Mr. Mbaye, 24, is an entertainer from Dakar, Senegal, known there for his dancing, singing and storytelling. But while his flamboyance may be celebrated in New York, he attracted the wrong kind of attention in West Africa this year, and it nearly cost him his life.

In February, a Senegalese magazine published photographs of what was reported to be an underground gay marriage and said that Mr. Mbaye, who appeared in the photos and is gay himself, had organized the event. In the ensuing six months, Mr. Mbaye said, he was harassed by the police, attacked by armed mobs, driven from his home, maligned in the national media and forced to live on the run across West Africa.

In July, the United States government gave him refugee status, one of the rare instances when such protection has been granted to a foreigner facing persecution based on sexual orientation. A month later, Mr. Mbaye arrived in New York, eventually moving into a small furnished room in the Bronx that rents for $150 per week. It has a bed, air-conditioner, television, cat and pink walls.

“There’s security, there’s independence, there’s peace,” he said of his new country.

But even as he has begun looking for work, with the help of a few Senegalese immigrants he knows from Dakar, Mr. Mbaye is largely avoiding the mainstream Senegalese community, fearing that the same prejudices that drove him out of Africa may dog him here.

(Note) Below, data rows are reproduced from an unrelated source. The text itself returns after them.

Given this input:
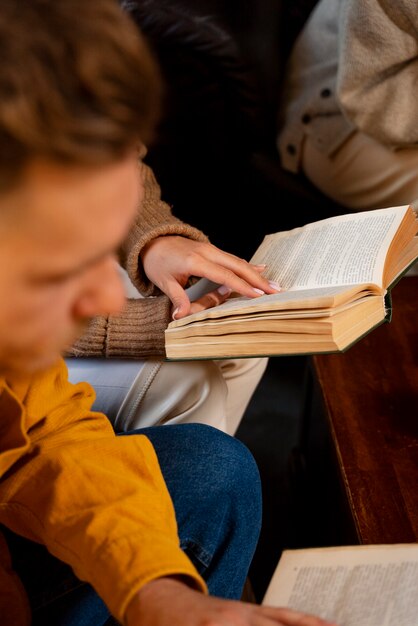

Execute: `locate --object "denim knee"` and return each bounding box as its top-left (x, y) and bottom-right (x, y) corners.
top-left (139, 423), bottom-right (262, 597)
top-left (173, 425), bottom-right (263, 597)
top-left (141, 423), bottom-right (262, 527)
top-left (194, 424), bottom-right (262, 519)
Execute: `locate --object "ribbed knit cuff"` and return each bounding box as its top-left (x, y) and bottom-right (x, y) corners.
top-left (66, 316), bottom-right (108, 357)
top-left (66, 297), bottom-right (172, 359)
top-left (106, 297), bottom-right (171, 357)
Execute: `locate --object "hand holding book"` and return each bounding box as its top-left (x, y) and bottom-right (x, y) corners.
top-left (165, 205), bottom-right (418, 359)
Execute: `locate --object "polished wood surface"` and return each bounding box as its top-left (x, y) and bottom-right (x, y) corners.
top-left (312, 275), bottom-right (418, 544)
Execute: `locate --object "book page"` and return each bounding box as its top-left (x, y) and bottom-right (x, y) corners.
top-left (168, 285), bottom-right (368, 328)
top-left (263, 544), bottom-right (418, 626)
top-left (251, 206), bottom-right (409, 291)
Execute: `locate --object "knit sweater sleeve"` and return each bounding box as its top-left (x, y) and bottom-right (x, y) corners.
top-left (68, 159), bottom-right (211, 359)
top-left (119, 160), bottom-right (209, 297)
top-left (337, 0), bottom-right (418, 147)
top-left (67, 296), bottom-right (172, 358)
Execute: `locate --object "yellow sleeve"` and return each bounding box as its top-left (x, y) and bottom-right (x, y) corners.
top-left (0, 360), bottom-right (205, 624)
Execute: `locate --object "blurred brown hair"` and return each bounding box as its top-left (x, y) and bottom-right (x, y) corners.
top-left (0, 0), bottom-right (162, 190)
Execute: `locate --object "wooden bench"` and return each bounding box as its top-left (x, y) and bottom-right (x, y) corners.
top-left (309, 275), bottom-right (418, 544)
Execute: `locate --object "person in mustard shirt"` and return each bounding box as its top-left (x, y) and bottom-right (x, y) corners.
top-left (0, 1), bottom-right (338, 626)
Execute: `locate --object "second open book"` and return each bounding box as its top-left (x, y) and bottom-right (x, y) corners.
top-left (262, 543), bottom-right (418, 626)
top-left (165, 204), bottom-right (418, 359)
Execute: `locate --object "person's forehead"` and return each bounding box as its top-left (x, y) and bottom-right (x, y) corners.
top-left (0, 155), bottom-right (141, 271)
top-left (6, 156), bottom-right (139, 227)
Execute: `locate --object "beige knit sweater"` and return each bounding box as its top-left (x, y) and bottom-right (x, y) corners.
top-left (68, 160), bottom-right (208, 358)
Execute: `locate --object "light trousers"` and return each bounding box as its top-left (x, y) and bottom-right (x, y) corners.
top-left (302, 130), bottom-right (418, 275)
top-left (67, 274), bottom-right (268, 436)
top-left (303, 130), bottom-right (418, 211)
top-left (67, 356), bottom-right (268, 436)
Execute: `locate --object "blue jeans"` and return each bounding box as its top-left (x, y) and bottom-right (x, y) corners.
top-left (4, 424), bottom-right (262, 625)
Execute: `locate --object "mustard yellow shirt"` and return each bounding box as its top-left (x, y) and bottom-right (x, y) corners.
top-left (0, 358), bottom-right (205, 625)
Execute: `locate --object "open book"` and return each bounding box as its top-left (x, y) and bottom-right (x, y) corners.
top-left (262, 544), bottom-right (418, 626)
top-left (165, 205), bottom-right (418, 359)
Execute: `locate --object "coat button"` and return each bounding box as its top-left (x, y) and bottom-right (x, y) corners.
top-left (301, 113), bottom-right (311, 124)
top-left (320, 87), bottom-right (331, 98)
top-left (286, 144), bottom-right (296, 155)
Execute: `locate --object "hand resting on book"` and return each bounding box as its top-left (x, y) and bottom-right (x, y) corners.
top-left (141, 235), bottom-right (280, 320)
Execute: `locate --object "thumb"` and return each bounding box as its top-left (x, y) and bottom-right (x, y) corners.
top-left (168, 284), bottom-right (192, 320)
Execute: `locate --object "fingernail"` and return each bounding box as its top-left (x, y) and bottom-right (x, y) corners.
top-left (172, 307), bottom-right (179, 320)
top-left (268, 280), bottom-right (282, 291)
top-left (253, 264), bottom-right (267, 269)
top-left (253, 288), bottom-right (265, 295)
top-left (217, 285), bottom-right (232, 296)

One recent evening, while visiting close family friends from Dakar who live in Harlem, he recalled a shopping trip to 116th Street, where many Senegalese work and live. There, he said, he was harassed by a Senegalese man who ridiculed Mr. Mbaye’s outfit and threatened him.

“He said, ‘If you were in Senegal, I would kill you,’ ” Mr. Mbaye said, gesturing with his arms, his voice rising. “I have my freedom now, and that man wanted to take it.”

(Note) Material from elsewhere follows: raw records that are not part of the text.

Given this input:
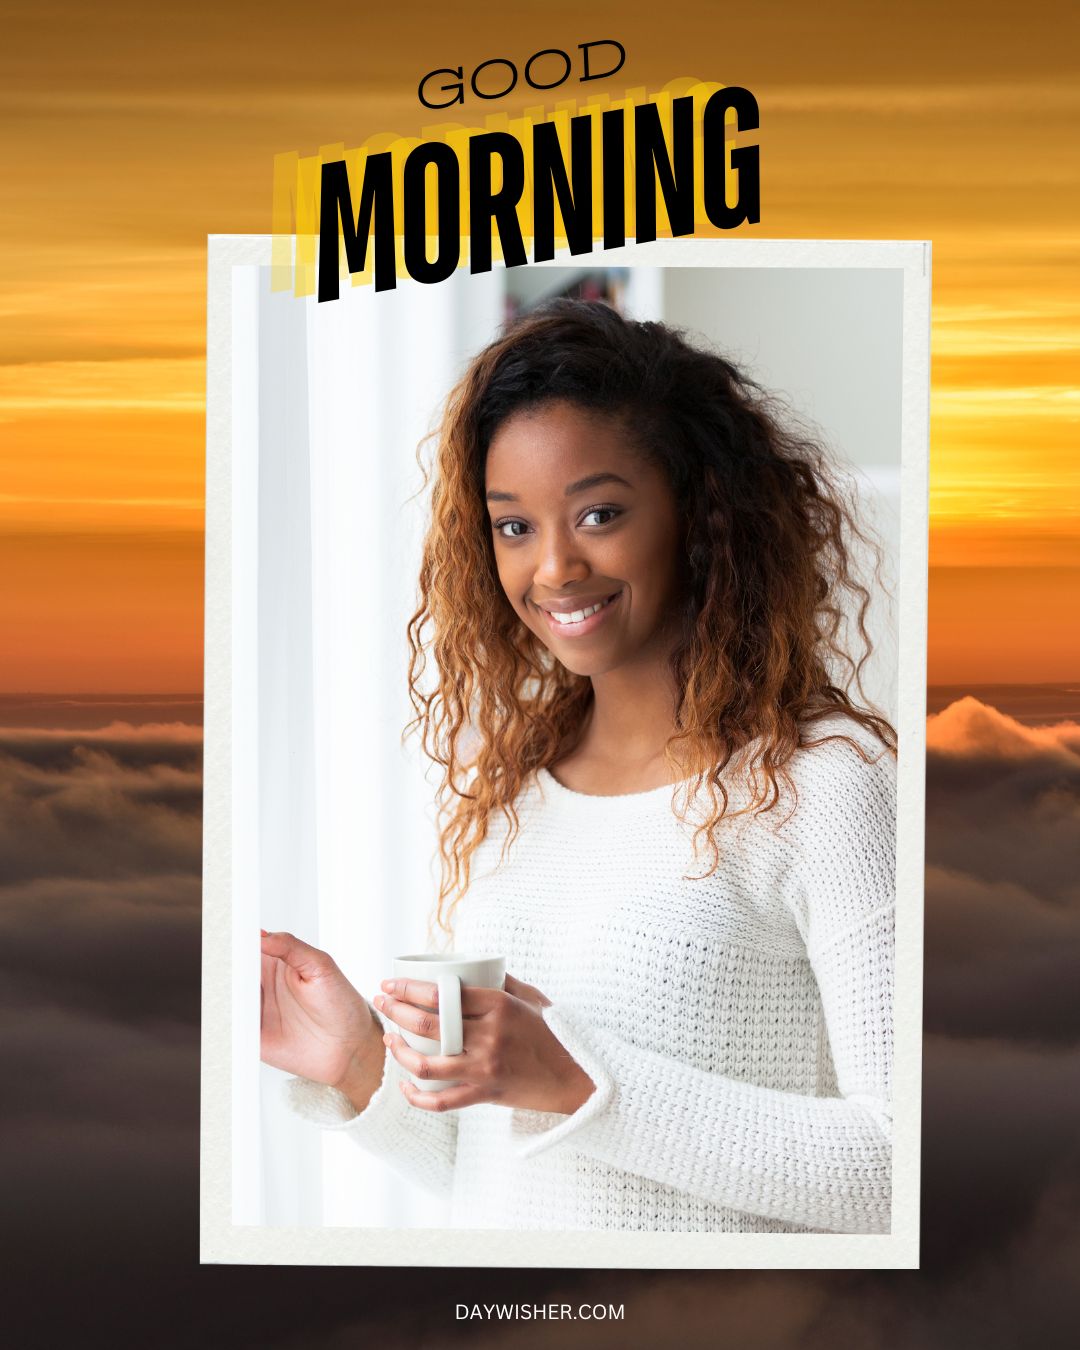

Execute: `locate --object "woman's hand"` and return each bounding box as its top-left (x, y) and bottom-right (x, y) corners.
top-left (260, 930), bottom-right (384, 1106)
top-left (373, 972), bottom-right (595, 1116)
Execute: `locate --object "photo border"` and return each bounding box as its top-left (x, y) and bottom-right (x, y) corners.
top-left (201, 236), bottom-right (929, 1269)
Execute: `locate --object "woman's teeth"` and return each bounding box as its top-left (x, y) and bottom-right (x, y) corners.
top-left (548, 595), bottom-right (615, 625)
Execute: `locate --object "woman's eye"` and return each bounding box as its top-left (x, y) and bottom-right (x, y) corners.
top-left (581, 506), bottom-right (619, 527)
top-left (495, 519), bottom-right (529, 539)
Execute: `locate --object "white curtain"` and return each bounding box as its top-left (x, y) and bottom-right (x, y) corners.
top-left (250, 266), bottom-right (503, 1228)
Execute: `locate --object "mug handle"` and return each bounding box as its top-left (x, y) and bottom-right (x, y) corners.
top-left (437, 974), bottom-right (463, 1056)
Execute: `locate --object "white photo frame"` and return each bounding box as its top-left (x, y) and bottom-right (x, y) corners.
top-left (201, 236), bottom-right (929, 1269)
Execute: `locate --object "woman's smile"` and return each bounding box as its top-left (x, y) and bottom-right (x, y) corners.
top-left (534, 589), bottom-right (623, 637)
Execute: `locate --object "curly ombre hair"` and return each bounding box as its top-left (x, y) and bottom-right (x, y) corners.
top-left (407, 300), bottom-right (896, 936)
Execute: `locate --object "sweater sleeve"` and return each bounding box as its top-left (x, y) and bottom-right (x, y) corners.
top-left (280, 1003), bottom-right (459, 1198)
top-left (507, 744), bottom-right (896, 1235)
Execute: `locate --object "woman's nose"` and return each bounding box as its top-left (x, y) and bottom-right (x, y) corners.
top-left (532, 529), bottom-right (589, 589)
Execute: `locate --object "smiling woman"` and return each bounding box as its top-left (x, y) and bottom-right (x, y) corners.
top-left (261, 299), bottom-right (899, 1236)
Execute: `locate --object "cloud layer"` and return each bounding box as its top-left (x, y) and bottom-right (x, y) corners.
top-left (3, 699), bottom-right (1078, 1347)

The United States does not track how often it grants refuge to people fleeing anti-gay persecution. But Christopher Nugent, an immigration lawyer with Holland & Knight, a Washington law firm where he is a senior pro bono counsel specializing in refugee and asylum cases, said that in the past decade he has heard of only a handful.

The government also does not track the number of persecuted gay men and lesbians who are granted asylum, but experts in the field say the number is higher than those granted refugee status. (Asylum is granted to people already in the United States, while people outside the country must seek refugee status.)

Mr. Mbaye’s case was exceptional because his fame made his situation particularly perilous, said Mr. Nugent, who represented Mr. Mbaye in his petition. “He was vilified in the Senegalese media as being the face of the sinful homosexual, and he had scars to show,” he said.

For the past few years, anti-gay hysteria has been sweeping across swaths of Africa, fueled by sensationalist media reports of open homosexuality among public figures and sustained by deep and abiding taboos that have made even the most hateful speech about gays not just acceptable but almost required. Gay men and women have recently been arrested in Cameroon, Nigeria, Uganda and Ghana, among other countries.

“In most countries there is poverty and instability, and usually homosexuality is used as a way of shifting the attention from the actual problem to this thing that is not really the problem but can distract the public,” said Joel Nana, who is from Cameroon and who works for the International Gay and Lesbian Human Rights Commission.

Pape Mbaye (pronounced POP mm-BYE) had been living the Senegalese version of the high life for some time. He worked principally as a griot — a singer and storyteller invited to weddings, birthday parties and other events to perform traditional songs, dance and tell stories.